Suivre cet ordre me ferait aller, si je puis dire, du rêve à la réalité. Mais je suivrai, si vous permettez, l’ordre inverse : s’il est vrai que le rêve est le moteur ordinaire de nos entreprises, il est plus exaltant, quand il s’agit de les relater, d’aller de la réalité au rêve car on a ainsi le sentiment non de descendre mais de s’élever, non d’atterrir mais de s’envoler.
I. Ce que j’ai accompli
C’est l’agrégation qui, à l’automne 1977, m’a envoyé à Bordeaux. Je n’y étais jamais venu auparavant. Je me vois encore, par une sombre soirée pluvieuse, sur le parvis de la gare Saint-Jean, demandant à un quidam passant à portée : « Pardon, Monsieur, pouvez-vous m’indiquer le centre ville ? » Telle fut ma première question en terre bordelaise ! J’avais lu les Mémoires d’un touriste, et Stendhal m’avait averti que j’allais découvrir « la plus belle ville de France ». Il écrivait en 1830, et la ville n’a fait qu’embellir depuis, notamment à notre époque, Chabano et Juppeo regnante.
Le lendemain de mon arrivée, je fus accueilli à l’Université par le vice-président chargé de l’économie, le professeur Marc Penouil, qui allait devenir un ami et être le premier collègue à me recevoir chez lui avec son épouse Huguette. Pour l’heure, nous étions dans son bureau où il avait fait venir plusieurs jeunes enseignants. J’étais face à eux. On m’avait dit que j’aurais en charge le cours de Macroéconomie approfondie en maîtrise de sciences économiques, et j’en avais préparé le plan. Ils attendaient ma présentation pour savoir qui ferait les travaux dirigés sur ce cours. C’est ainsi que j’ai entamé une longue collaboration avec deux d’entre eux : Christian Lang, esprit fin et quelque peu acide, et Alain Planche, esprit tout aussi fin et tout à fait placide.
Ce cours de Macroéconomie approfondie a été un long compagnon de route. Je l’ai fait, sous ce titre puis d’autres, avec des contenus eux-mêmes variables, presque tout au long de ma carrière. Dès ma deuxième année à Bordeaux (1978-79), j’en avais fait un poly — un gros poly en trois tomes — que je transformerai peu après en un livre — mon premier — paru au début de 1982 aux Éditions Cujas.

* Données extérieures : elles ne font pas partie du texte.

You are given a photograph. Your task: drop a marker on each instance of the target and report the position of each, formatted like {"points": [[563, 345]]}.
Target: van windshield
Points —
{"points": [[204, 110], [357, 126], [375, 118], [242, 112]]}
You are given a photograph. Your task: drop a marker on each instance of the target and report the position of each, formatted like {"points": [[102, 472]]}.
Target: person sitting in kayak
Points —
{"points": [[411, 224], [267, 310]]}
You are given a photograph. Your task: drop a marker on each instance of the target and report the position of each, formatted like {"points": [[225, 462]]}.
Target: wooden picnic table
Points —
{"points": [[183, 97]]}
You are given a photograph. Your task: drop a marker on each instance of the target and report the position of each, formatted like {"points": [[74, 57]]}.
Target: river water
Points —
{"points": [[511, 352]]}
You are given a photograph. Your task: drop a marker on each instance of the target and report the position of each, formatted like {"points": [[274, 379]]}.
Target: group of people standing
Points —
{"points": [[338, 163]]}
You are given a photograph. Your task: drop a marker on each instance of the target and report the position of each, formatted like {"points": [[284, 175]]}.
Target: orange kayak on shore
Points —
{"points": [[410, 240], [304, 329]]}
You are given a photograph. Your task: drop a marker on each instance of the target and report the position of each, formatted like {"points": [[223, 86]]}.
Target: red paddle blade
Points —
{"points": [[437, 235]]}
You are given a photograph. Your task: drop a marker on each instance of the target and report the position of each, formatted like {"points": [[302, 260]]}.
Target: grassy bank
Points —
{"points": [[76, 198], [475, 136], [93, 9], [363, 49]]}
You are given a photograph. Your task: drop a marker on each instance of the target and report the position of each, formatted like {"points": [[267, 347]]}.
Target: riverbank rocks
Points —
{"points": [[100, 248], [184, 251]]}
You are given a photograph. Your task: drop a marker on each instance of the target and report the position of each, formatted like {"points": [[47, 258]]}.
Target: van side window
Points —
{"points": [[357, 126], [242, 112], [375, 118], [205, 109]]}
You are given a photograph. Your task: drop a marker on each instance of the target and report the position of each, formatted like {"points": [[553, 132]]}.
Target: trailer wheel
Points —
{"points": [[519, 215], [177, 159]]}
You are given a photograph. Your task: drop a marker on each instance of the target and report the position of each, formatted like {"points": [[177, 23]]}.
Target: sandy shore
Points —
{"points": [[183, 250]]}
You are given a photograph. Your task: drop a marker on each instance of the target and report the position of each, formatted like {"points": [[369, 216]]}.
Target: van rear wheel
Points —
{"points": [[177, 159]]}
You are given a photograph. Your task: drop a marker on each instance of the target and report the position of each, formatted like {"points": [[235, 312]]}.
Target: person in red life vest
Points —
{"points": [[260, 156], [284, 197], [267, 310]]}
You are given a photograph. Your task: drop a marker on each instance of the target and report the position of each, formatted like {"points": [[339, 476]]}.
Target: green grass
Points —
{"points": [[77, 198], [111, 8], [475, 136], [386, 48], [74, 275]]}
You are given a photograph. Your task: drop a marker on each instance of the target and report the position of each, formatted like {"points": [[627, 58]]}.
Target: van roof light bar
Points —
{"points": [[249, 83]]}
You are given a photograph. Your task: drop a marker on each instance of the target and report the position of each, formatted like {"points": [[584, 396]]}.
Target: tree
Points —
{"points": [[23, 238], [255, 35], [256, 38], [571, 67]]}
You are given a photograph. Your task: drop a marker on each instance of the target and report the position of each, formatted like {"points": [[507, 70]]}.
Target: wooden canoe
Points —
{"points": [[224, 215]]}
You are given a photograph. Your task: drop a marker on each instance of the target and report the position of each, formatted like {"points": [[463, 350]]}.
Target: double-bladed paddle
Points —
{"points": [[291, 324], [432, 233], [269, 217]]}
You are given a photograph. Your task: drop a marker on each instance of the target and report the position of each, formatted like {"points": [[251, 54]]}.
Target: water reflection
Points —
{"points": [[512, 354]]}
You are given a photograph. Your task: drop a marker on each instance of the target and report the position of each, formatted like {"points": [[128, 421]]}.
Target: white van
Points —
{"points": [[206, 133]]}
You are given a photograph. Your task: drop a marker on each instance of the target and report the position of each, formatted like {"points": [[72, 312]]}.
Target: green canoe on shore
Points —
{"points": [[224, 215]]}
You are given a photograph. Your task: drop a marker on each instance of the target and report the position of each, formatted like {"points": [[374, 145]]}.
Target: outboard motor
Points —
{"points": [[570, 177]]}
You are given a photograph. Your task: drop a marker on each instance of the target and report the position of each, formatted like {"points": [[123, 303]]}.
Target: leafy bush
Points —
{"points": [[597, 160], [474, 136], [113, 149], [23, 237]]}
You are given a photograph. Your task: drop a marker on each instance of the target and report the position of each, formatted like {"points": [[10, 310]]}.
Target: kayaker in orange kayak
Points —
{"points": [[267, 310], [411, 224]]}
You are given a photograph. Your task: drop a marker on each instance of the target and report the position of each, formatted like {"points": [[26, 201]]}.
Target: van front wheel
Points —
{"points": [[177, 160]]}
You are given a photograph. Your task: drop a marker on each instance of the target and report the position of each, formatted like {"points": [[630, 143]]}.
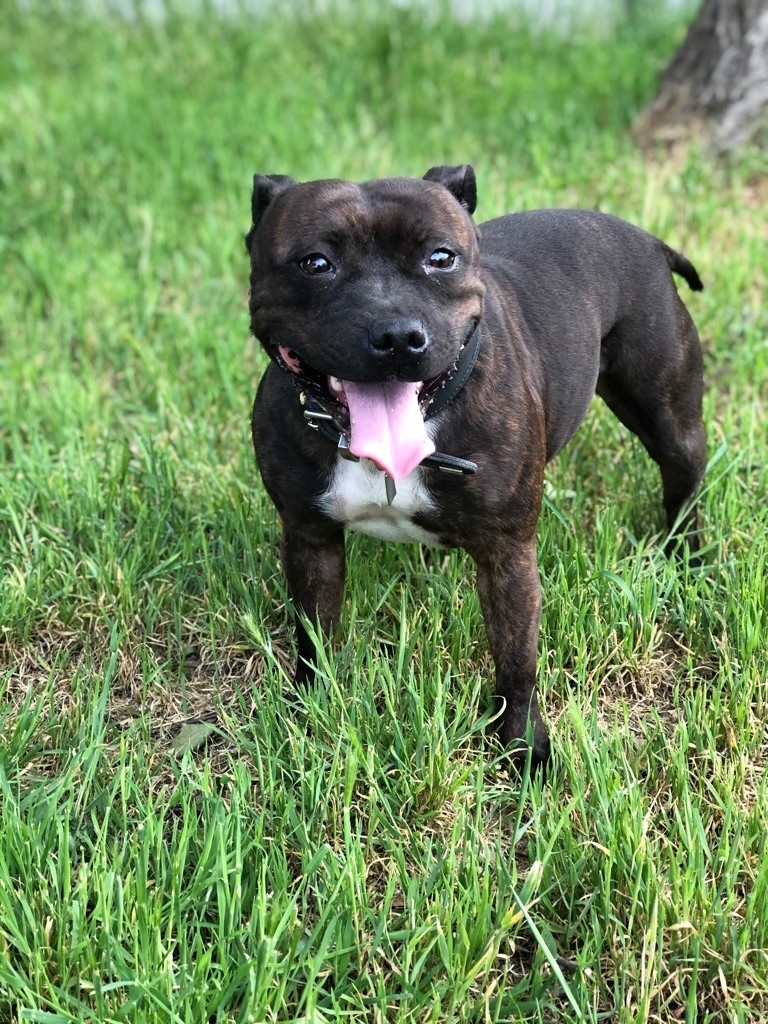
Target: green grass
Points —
{"points": [[367, 858]]}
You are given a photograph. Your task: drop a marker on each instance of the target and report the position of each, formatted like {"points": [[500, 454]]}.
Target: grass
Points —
{"points": [[380, 865]]}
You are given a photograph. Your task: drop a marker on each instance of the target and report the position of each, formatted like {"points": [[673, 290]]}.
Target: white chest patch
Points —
{"points": [[357, 499]]}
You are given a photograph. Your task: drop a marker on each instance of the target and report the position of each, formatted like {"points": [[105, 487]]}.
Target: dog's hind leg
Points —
{"points": [[654, 387], [510, 594]]}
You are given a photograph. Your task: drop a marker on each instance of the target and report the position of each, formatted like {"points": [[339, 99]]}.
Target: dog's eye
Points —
{"points": [[441, 259], [315, 263]]}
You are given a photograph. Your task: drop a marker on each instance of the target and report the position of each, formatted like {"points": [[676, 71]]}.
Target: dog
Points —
{"points": [[424, 371]]}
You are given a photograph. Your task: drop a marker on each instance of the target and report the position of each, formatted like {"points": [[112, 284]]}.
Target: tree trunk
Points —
{"points": [[717, 80]]}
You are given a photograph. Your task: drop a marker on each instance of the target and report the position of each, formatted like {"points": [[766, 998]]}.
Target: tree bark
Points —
{"points": [[717, 80]]}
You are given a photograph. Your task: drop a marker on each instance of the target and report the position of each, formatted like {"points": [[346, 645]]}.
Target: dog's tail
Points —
{"points": [[679, 264]]}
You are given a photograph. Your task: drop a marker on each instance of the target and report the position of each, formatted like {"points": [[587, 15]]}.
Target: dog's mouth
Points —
{"points": [[384, 421]]}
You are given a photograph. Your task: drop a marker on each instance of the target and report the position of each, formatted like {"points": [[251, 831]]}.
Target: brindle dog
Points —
{"points": [[397, 327]]}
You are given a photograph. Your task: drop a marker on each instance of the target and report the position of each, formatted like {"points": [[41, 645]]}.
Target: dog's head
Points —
{"points": [[356, 286]]}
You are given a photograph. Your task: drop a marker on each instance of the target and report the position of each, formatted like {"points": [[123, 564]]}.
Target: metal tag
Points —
{"points": [[343, 450], [390, 487]]}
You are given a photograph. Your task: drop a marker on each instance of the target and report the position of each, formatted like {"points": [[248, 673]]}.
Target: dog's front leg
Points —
{"points": [[313, 562], [511, 599]]}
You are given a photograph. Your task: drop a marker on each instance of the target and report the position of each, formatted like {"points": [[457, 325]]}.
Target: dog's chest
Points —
{"points": [[356, 498]]}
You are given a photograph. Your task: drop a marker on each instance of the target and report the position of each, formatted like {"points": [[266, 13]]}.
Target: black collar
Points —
{"points": [[442, 391]]}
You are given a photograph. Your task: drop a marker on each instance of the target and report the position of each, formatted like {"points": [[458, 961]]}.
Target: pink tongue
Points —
{"points": [[387, 426]]}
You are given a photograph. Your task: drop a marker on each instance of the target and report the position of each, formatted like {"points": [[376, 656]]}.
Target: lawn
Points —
{"points": [[369, 859]]}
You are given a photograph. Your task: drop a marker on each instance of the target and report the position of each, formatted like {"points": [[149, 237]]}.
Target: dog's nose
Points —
{"points": [[398, 337]]}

Avec l’audace de la jeunesse et aussi la conviction qui m’habitait déjà, j’avais divisé la macroéconomie en deux : d’une part, la macroéconomie conventionnelle, de l’équilibre de marché, où, après avoir balayé le modèle standard dit IS-LM, je présentais en détail la macroéconomie de l’équilibre général avec rationnement, alors très en pointe, élaborée par E. Malinvaud et quelques jeunes chercheurs de son entourage, et que les Américains, qui y avaient aussi contribué mais reconnaissaient l’apport des Français, appelaient familièrement « French economics » ; et d’autre part, dans une seconde partie, je présentais la macroéconomie du circuit, celle qui me tenait le plus à cœur, où je développais et interprétais les trois grands circuitistes de l’histoire : Quesnay, au XVIIIe siècle, Marx au XIXe, et surtout Keynes, le plus grand économiste du XXe siècle, autour duquel s’est construite toute ma carrière d’enseignant-chercheur.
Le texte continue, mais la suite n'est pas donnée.